Tangent, the screen reader recording is cool. The main issue for me is that it doesn’t know where I am on the page, so it just starts from the beginning and I need to guess the position of the relevant audio based on how far down on the page I am. It would be cool to have some sort of bookmarks that match both the text and the audio, so that I can skip both to the same section at the same time
Okay so what stood out to me here is the math work: namely, if we can identify the parts of the model which are doing the math... Can that be "augmented" to generalise it? Could you take over the math neurons and either optimise them by hand or plug in a software "implant" to do the work properly?
It will be an area of active research, but it remains to be seen if it is overall beneficial.
Custom architecture components break the homogeneity that enables the massive parallelism.
There may be an approach similar to some FPGAs where there are a few things that are commonly needed that might be implemented specifically to avoid constructing them out of generalisable parts. The calculation is quite different though because hardware has more fixed limits and being fixed once manufactured means a great deal more forethought has to take place.
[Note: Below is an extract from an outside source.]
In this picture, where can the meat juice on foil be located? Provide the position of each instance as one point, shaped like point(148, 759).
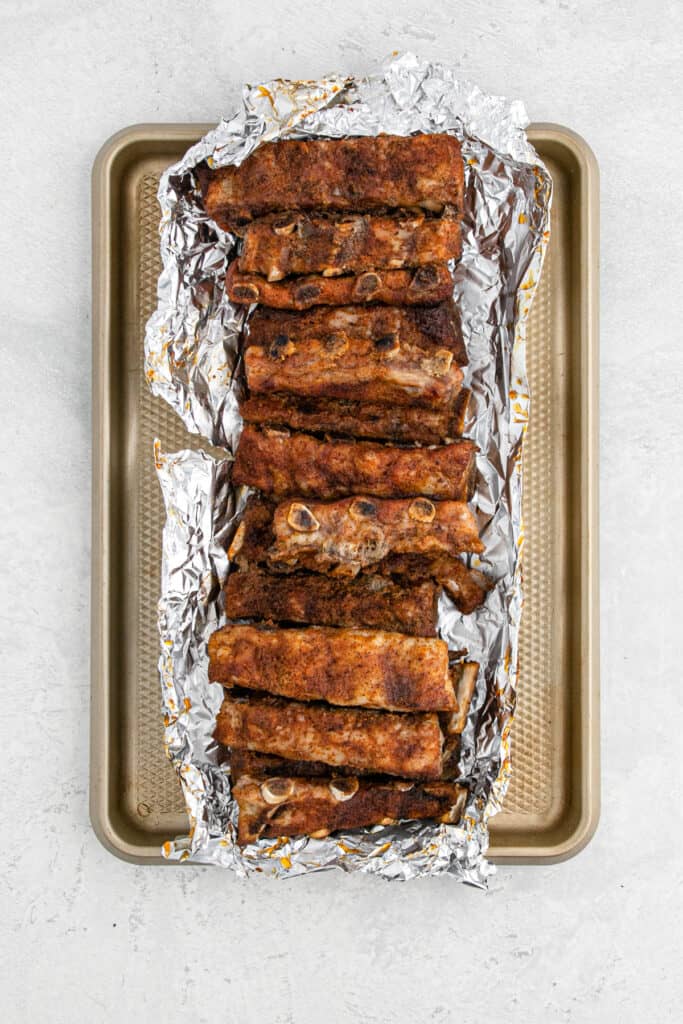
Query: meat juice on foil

Software models, being more flexible can avoid the extra thinking by adding a few million parameters.
One possibility is KANs which can also provide a calculable expression. I could see a fancy convolution KAN being converted into an expression and then applied across an entire input.
I feel like maybe in the future there may be a compiler that can make custom GPU code for specific pathways.
In the short term it might be useful if there is some found formula that requires many layers that can be calculated earlier with a custom expression and fed directly into a higher layer enabling the information to be more broadly used.